The man, identified as Moshe Silman, opens his letter by stating that "the State of Israel has stolen from me and robbed me, left me with nothing" and calls Netanyahu and Finance Minister Yuval Steinitz "scumbags." In his letter, Silman claims he served in the Israeli Army and was a reservist but because of health conditions had lost the ability to work and had been abandoned by the social network of the Israeli state.
I am not sure, but I believe that this is the first act of self-immolation as protest in modern Israeli society. As a cultural phenomenon, it is a novum. This is only the second time in modern Israeli history that a protester resorted to self-immolation. In 2005 an opponent of the Gaza disengagement set herself on fire and died of her burns 9 days later (there was no video of her act). Now in 2012, echoes of the Arab Spring might be reverberating inside Israel. Will this culturally shocking act of political protest galvanize the #j14 movement, as did the self-immolation of Tunisian street vendor Muhammad Bouazizi serve to ignite the Arab Spring? Or will it be forgotten as an act of a madman, consigned to a news cycle and of no import?
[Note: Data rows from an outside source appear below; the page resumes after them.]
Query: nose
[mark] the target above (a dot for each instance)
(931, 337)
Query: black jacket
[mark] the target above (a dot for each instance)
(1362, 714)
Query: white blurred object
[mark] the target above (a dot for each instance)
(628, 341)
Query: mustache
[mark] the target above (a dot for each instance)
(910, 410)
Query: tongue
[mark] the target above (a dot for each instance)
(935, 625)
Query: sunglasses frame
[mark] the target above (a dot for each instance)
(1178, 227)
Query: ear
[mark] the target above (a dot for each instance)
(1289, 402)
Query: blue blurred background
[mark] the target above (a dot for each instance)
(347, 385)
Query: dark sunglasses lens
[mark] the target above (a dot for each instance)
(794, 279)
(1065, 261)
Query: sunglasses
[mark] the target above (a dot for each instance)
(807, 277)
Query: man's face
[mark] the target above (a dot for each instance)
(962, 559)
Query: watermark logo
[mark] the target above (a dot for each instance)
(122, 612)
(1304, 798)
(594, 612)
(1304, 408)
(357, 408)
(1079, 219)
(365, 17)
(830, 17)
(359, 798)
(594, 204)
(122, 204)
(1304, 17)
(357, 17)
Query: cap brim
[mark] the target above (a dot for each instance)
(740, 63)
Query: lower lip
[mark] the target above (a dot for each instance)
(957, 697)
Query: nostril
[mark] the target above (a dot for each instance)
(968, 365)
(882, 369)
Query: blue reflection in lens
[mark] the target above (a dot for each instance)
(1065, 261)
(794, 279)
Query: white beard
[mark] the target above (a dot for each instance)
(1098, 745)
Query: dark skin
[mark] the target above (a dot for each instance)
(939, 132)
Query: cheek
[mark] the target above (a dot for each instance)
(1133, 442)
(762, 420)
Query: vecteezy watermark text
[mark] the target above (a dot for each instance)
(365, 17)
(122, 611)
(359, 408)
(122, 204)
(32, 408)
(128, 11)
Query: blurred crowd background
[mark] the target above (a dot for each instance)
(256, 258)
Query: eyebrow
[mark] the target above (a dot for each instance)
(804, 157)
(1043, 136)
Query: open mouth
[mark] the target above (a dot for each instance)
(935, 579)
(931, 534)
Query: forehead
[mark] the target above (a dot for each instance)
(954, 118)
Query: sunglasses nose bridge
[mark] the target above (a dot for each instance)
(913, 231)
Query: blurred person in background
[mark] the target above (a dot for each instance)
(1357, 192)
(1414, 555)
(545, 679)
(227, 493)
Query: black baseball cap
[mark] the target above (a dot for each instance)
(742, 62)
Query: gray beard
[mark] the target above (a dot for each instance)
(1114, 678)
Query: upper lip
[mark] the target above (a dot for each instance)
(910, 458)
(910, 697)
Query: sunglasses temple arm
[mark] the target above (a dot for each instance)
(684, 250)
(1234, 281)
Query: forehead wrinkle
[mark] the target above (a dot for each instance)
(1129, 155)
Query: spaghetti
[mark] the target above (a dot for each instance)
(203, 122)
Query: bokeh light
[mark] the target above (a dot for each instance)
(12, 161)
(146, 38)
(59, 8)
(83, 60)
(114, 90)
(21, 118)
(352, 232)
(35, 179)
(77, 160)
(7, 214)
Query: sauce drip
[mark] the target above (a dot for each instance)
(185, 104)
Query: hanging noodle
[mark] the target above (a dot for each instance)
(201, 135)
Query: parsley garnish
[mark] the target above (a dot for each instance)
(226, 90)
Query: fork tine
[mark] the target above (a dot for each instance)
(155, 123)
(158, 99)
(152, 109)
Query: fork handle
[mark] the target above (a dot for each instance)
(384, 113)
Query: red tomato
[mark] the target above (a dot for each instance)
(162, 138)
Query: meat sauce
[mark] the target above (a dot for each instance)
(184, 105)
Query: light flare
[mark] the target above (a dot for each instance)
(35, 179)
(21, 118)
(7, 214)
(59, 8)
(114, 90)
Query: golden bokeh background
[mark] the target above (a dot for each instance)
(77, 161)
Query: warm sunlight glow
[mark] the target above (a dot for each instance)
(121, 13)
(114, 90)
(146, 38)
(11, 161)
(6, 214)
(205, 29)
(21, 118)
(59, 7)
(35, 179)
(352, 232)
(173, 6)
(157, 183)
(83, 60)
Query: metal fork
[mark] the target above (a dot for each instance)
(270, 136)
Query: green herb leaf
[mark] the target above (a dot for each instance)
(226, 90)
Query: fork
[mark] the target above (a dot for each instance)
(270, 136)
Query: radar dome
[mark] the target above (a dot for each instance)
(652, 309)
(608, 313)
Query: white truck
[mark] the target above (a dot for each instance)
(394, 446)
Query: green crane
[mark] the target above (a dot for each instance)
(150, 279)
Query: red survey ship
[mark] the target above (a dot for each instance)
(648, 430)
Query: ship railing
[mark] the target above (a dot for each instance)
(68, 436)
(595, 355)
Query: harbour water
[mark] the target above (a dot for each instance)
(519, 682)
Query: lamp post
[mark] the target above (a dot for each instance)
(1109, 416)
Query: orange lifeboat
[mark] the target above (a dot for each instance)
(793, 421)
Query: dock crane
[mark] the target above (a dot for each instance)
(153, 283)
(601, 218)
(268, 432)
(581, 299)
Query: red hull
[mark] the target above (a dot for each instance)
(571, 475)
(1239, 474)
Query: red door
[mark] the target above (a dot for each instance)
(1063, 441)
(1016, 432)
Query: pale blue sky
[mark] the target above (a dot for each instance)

It cannot be known. But the possibility now exists that the #j14 movement, which had initially been dismissed by opponents as a Yuppified "tent city of  nargilas and sushi," (on July 18 - 4 days into the protest - I had dismissed at as a non-event) has tragically inherited a symbol capable of energizing (and reuniting) the movement for the summer of 2012.
Now the wisdom of Netanyahu's 2 month-old kombina with Vice PM Shaul Mofaz is clear. Imagine for a moment if this protest had occurred 70 days before a domestic election?